Review: Strap in for the Return of the Chickasaw Mudd Puppies’ Unhinged Swamp Rocking

Chickasaw Mudd Puppies
Fall Line
(Strolling Bones)
4 out of 5 stars

Videos by American Songwriter

When you push play on a track and hear the words Heads in red, skull to skull, boot-strap tendon snap, smell of dried blood. I’ve got a dead tree rotting inside my backyard. From his wooden arms are perching Satan’s guard, spit out over a tougher than month-old raw meat Bo Diddley beat, you know you have entered Chickasaw Mudd Puppies country.

Or maybe not.

The sweaty, stripped-down, Athens, Georgia-based swamp rock duo (now a trio) released only two albums in the early ’90s before disbanding. Known, if they were known at all, due to the involvement of R.E.M.’s Michael Stipe, who produced both recordings (the second with help from blues icon Willie Dixon), their primeval—or just evil—stomp was like little else on college or alternative radio. Gruffer and less commercially appealing than their similarly styled contemporaries The Flat Duo Jets, a crooked line can be drawn from the Puppies to the Legendary Shack Shakers, Southern Culture on the Skids, North Mississippi Allstars, and even The Black Keys.

As you have likely guessed, they return to unleash their high-octane, red clay-stained punk country/blues on a market that has changed substantially since we last heard their mosquito-infested, greasy Southern slime-rawk over three decades ago. They haven’t lost an ounce of their raucous energy in the intervening years.

Singer/harpist Brant Slay (also credited with washboard and stomp board), and drummer Alan “Lumpy Weed” Cowart (how’s that for a Boondocks nickname?) are joined by Ben Reynolds whose guitar/bass/keyboards fatten the sound without smoothing it out. Slay still sounds like he’s infused with demonic qualities in both his gritty, keening vocals and especially distorted harmonica, the latter influenced by the darker side of Little Walter.

Strap in for lots of blockbusting bursts of jet fuel in tracks like the crunching “Hands,” a treatise on the dangers of climate change (Chop, chop all the trees down never breathing much rain), the icky thump of “Birdsville” (name-checking blues harp masters Slim Harpo and Charlie Musselwhite) and “Florida” which explodes in a flurry of tom-tom sparks, overdriven mouth harp and shards of guitar in less than two breathless minutes.

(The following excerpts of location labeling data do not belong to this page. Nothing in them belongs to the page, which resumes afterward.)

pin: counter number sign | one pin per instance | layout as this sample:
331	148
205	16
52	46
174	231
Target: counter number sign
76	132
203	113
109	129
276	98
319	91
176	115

Elsewhere, “Prison” slows the tempo to a slithering crawl as Slay sings/moans I’ve been down so long, got me singing my song, hear me moan. Counting them damn ole days until they let me go home. And they even go with a ballad, letting us catch our breath for a rare moment with the slightly more reserved “Scale.”

Why mess with a good thing? The Chickasaw Mudd Puppies circa 2023 pick up where they left us in 1991. And we wouldn’t want them any other way.